Una nulidad de hombre. Fatos Kongoli (Elbasan, Albania Central, 1944)

Libro. Editorial Siruela (Nuevos Tiempos Siruela), 2013. Traducción de Ramón Sánchez Lizarralde y María Roces González. 171 páginas.







Fatos Kongoli, la presencia de ese nombre contundente captó enseguida mi atención... Fatos Kongoli, lo repetía porque me gustaba la sensación fónica que brotaba de su imponente sonoridad.

Al instante trato de aventurar el origen, Fatos me suena a griego, pero Kongoli, supongo que por similitud a Congo, a africano.


Después simplemente voy a la contraportada y resuelvo el misterio.

Ni lo uno ni lo otro. Es albanés. Ah... ya, musito.

¿Quién iba a pensar en Albania? Si acaso nos llega alguna tímida referencia de su más ilustre autor, Ismail Kadaré. Así pues en cuanto a todo lo demás, puntos suspensivos...

Es estimulante que su literatura no se agote con el premiado Kadaré (en España obtuvo el Príncipe de Asturias de Las Letras, año 2009).


Albania, un país del Viejo Continente situado en la región de los Balcanes. Por su ubicación podría decirse que nunca está demasiado lejos del resto de países europeos, pues bien, personalmente me parece atisbarlo a millones de años luz del continente, pienso en una realidad que se dirime en otra galaxia, en otros confines. 


Como Blancanieves, "La bella durmiente", desde aquí en el sur de Europa, Albania se desdibuja en mi mente por considerarla sumida, también, en un profundo sueño. Ese lugar "exótico y remoto", pese a sus escasas 02:50 h de vuelo desde Madrid.


Con toda probabilidad, es el mutismo y aislamiento que padeció por la atroz dictadura de Enver Hoxha lo que provoca esa apariencia de existencia difusa de todo aquello, igual que un espejismo en el desierto. 

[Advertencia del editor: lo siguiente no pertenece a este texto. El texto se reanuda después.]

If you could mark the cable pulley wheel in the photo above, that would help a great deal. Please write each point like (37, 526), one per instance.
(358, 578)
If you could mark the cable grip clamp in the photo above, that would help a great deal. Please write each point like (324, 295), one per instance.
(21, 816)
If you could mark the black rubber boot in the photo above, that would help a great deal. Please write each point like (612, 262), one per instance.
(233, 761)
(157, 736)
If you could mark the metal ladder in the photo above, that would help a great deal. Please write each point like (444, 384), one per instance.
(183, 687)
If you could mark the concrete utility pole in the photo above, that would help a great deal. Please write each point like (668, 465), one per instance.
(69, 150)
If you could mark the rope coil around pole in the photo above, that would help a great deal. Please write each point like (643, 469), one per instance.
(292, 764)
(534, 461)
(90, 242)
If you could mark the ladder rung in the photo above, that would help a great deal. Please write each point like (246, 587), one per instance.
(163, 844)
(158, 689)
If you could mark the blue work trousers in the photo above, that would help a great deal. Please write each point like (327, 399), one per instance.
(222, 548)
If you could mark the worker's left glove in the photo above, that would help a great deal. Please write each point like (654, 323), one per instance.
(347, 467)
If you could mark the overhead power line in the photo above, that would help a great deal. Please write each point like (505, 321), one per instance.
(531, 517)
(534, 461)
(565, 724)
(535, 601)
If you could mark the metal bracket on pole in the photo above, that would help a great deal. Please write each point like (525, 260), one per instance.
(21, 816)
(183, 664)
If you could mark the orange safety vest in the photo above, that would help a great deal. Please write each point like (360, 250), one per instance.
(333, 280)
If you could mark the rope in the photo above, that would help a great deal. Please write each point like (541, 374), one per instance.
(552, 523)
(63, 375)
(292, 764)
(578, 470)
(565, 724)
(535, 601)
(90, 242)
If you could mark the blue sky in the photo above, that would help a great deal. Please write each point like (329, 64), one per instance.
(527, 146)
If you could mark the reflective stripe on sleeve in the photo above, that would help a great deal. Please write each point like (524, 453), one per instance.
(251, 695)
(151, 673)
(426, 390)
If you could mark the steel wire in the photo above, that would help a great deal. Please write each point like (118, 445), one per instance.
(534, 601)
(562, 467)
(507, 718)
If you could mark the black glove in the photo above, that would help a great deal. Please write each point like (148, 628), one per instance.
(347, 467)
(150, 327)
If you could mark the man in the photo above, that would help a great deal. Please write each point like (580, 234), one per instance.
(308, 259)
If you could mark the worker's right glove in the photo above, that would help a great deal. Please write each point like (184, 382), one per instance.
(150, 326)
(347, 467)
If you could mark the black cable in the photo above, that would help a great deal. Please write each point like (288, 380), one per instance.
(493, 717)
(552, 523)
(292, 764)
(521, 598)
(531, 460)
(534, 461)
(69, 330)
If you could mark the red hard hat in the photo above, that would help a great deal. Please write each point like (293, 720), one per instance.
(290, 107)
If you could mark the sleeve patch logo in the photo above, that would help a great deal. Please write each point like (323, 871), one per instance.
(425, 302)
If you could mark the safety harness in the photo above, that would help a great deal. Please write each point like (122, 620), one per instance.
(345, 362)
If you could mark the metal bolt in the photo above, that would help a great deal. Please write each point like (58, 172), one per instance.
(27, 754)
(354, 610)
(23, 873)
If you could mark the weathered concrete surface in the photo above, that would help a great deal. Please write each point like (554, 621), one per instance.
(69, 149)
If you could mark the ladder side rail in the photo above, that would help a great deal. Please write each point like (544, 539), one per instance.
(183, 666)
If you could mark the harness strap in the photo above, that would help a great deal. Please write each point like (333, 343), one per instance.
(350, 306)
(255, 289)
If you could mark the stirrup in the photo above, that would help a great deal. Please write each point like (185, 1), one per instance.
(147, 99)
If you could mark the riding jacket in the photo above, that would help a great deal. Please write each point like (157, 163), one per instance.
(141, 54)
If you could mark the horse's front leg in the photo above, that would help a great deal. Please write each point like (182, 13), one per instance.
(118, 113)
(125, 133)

Las dictaduras operan así, infligen una violencia definida y concreta a su pueblo, sin embargo el resto del mundo solo parece ver espejismos de esa realidad, y los espejismos deforman nuestra percepción.

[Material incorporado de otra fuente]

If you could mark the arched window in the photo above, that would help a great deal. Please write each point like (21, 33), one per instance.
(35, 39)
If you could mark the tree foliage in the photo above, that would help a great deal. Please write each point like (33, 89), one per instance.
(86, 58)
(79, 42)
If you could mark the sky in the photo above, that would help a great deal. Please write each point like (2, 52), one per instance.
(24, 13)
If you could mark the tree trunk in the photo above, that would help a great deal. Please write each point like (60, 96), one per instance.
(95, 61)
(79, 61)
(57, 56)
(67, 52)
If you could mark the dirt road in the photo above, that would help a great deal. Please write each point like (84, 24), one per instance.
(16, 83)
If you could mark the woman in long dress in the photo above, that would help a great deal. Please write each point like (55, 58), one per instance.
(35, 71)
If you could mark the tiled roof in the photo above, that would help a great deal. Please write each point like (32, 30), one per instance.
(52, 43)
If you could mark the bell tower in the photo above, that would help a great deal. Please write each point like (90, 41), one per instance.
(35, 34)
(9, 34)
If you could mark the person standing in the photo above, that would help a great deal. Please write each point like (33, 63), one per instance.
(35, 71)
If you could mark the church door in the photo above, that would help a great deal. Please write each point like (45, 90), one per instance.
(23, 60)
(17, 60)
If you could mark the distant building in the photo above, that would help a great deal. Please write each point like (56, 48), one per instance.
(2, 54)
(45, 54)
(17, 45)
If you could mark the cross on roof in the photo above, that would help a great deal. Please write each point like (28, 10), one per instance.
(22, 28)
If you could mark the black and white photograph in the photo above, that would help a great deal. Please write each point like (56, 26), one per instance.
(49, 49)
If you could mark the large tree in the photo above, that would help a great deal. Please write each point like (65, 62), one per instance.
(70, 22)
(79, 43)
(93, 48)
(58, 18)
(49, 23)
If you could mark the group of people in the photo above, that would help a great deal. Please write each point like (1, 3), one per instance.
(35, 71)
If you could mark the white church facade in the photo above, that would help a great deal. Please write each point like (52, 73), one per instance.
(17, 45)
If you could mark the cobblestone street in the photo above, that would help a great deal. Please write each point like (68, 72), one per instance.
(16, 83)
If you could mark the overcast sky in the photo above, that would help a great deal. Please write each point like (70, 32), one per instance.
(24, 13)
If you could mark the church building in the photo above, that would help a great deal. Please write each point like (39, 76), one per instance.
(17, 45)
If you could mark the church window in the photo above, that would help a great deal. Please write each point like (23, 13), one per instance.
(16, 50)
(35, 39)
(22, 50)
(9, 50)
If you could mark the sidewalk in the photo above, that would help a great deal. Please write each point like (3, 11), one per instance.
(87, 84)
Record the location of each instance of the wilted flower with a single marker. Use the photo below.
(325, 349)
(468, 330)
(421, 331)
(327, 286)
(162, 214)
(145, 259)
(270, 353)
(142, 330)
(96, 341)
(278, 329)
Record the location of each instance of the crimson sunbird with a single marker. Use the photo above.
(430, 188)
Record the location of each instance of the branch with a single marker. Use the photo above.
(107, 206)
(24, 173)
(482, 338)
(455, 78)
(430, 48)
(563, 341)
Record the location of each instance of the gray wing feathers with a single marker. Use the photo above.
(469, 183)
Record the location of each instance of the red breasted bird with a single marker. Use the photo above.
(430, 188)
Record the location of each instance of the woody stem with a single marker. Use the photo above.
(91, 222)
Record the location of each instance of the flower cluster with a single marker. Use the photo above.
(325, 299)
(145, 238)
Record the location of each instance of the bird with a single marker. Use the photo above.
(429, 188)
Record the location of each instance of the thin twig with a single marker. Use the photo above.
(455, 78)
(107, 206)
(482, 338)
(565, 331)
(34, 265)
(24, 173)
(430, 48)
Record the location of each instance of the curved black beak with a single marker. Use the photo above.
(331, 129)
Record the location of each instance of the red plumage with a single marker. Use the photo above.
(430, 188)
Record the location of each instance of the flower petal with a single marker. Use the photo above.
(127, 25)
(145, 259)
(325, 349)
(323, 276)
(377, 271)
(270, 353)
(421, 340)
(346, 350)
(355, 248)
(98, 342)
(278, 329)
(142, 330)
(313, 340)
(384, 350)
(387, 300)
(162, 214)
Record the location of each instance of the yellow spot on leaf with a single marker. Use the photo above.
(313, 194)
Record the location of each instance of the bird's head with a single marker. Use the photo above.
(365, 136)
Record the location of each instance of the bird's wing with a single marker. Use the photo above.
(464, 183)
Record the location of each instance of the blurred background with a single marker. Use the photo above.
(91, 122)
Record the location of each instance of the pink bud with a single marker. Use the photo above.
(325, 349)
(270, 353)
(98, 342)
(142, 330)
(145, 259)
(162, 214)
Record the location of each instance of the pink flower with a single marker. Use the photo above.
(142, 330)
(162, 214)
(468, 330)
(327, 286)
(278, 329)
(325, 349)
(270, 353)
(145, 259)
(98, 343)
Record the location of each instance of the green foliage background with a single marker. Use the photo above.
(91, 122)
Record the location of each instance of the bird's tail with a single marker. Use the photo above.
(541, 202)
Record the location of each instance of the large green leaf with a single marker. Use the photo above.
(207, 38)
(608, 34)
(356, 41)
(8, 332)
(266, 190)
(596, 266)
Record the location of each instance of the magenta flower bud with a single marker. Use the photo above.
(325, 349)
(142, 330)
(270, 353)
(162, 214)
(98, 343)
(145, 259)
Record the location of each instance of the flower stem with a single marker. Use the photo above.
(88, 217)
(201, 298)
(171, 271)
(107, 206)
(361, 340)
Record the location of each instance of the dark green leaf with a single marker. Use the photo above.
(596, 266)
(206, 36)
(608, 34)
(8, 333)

Todo un país soterrado bajo la dictadura comunista más misteriosa y opaca de cuantas surgieron en El Telón de Acero. Los "arquitectos" del mal son expertos en tornar invisible aquello que construyen. 

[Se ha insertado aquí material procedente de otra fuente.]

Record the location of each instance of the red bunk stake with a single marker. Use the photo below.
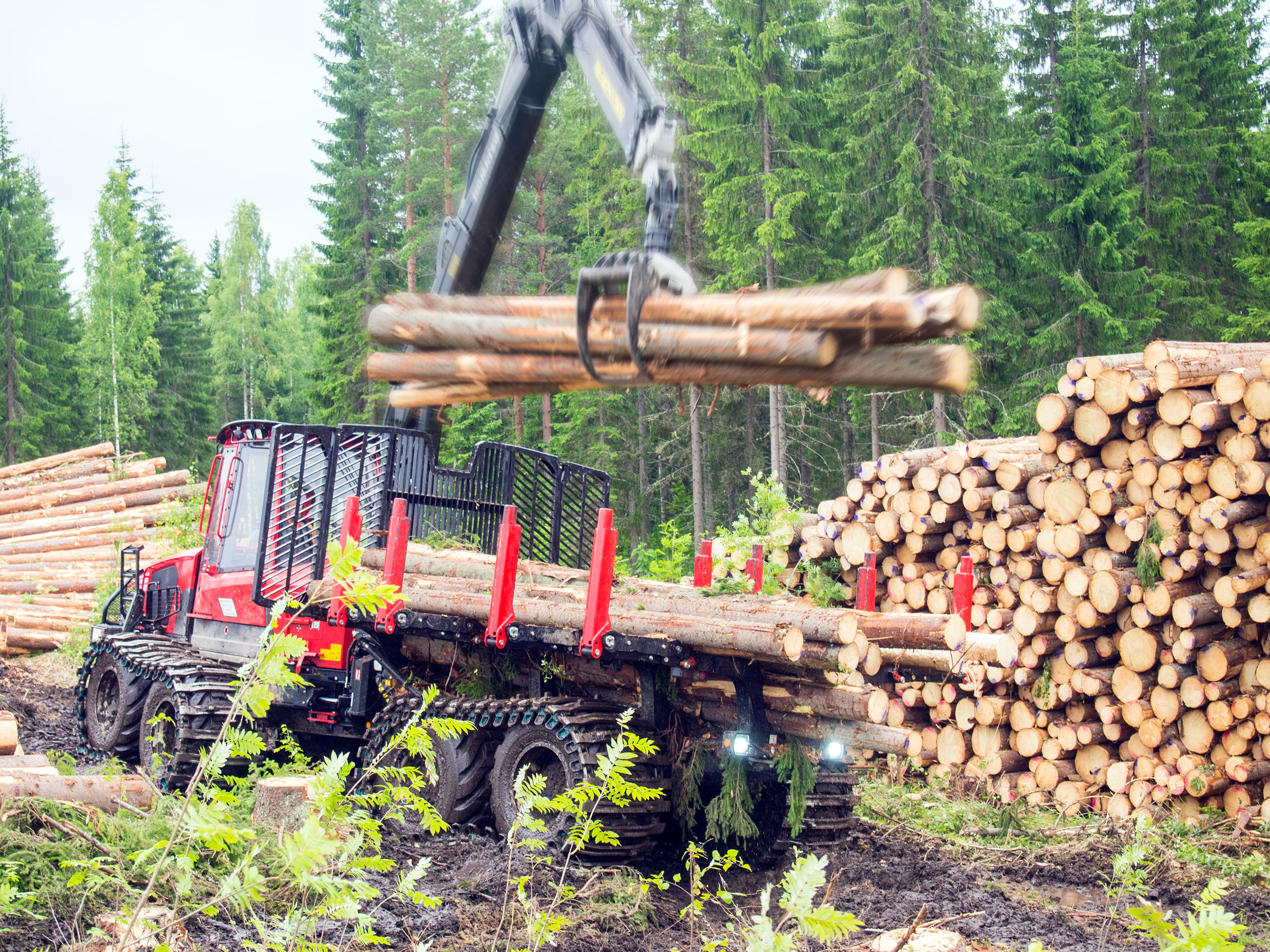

Lo que no se ve, no existe. Se dice ¿Y ya está? Pues no. Tenemos los libros, afortunadamente.

Hete aquí a F. Kongoli. Nos propone un interesantísimo viaje a ese reducto brumoso, la capital albanesa, Tirana, en la década comprendida entre  1960 y 1970. 

¿Cómo negarme a tamaña propuesta?

Perfecto, cierro los ojos y traspaso esa nebulosa fascinante que crean los libros para que uno ponga los pies en otro tiempo y lugar...




Atravesado el limbo, un halo siniestro me invade como un escalofrío en mis primeros y alertados pasos. Estoy en Tirana. Siento en el comienzo de los primeros fragmentos, con esa prosa seca y directa, brillante y afilada como una navaja en la noche, la permanente inquietud de quien se sabe objetivo vigilado por innumerables perros de presa. El ambiente que recrea Fatos Kongoli es de una opresión palpable.

Sí, nada menos que en Tirana, tan esquiva a las miradas foráneas, cual roedor hibernando en algún rincón oscuro e inhóspito del bosque invernal.

Y, para rizar el rizo, si Tirana es el "extrarradio mental" de Europa, Fatos Kongoli nos lleva, a su vez, al extrarradio de Tirana, o sea, al extrarradio del extrarradio. De ahí es el protagonista, Thesar Lumi, y quienes le acompañan en ese periplo que circunda los límites del límite. Donde el polvo fabril tiñe las feos bloques de viviendas obreras con ese gris apagado y triste, y va cubriendo todo, los corazones y esperanza de sus moradores, la vida misma.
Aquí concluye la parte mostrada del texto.